Des ruches renversées et brûlées, une catastrophe pour Fabien Lokaj


Des ruches renversées, d’autres brûlées, sur un terrain du Petit-Saint-Vaast  : Fabien Lokaj, apiculteur de Saint-Josse, a été victime de cet acte de malveillance dimanche. Si le préjudice matériel est important, le préjudice moral l’est encore plus.

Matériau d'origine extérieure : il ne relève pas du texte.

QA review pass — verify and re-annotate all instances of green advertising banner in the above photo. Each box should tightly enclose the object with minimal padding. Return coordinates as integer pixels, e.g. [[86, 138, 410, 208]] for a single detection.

Un an de travail réduit à néant : c’est ce constat amer que formule Fabien Lokaj devant ses ruches dévastées. Sur un terrain jouxtant la D143, à l’entrée du Petit-Saint-Vaast en direction d’Airon, un amas de bois noirci témoigne du sinistre survenu dimanche en milieu d’après-midi. Quatorze ruches ont été réduites en cendres par un incendie volontaire, cinquante-cinq autres ont été renversées. «  Il n’y en avait plus que cinq debout  », témoigne Fabien.

« Une banque à abeilles »

Pour cet apiculteur de 23 ans basé à Saint-Josse, et qui s’est lancé dans le métier voici à peine plus d’un an, c’est un vrai coup dur. «  Ces ruches, c’est notre banque à abeilles. On y avait nos plus belles reines. Elles comptaient des essaims que j’ai élevés moi-même, et qui hivernent ici. Les abeilles devaient faire leur première production de miel au printemps  », détaille Fabien. Le jeune homme explique que, outre les ruches brûlées, le dégât affecte aussi les ruches renversées, car leurs cadres se sont collés entre eux  : beaucoup d’abeilles sont ainsi mortes, ou ont été considérablement fragilisées.

Gros coup au moral

Au final, l’apiculteur évalue la perte financière à environ 10 000 euros. Une perte sèche intervenant alors que le jeune homme a des emprunts à rembourser. Mais moralement, c’est encore plus dur pour Fabien  : élever des essaims producteurs de miel exige un travail considérable en amont. Surtout, Fabien s’insurge contre un acte odieux :«  Ça aurait presque pu être des chats ou des chiens à la place des abeilles  ».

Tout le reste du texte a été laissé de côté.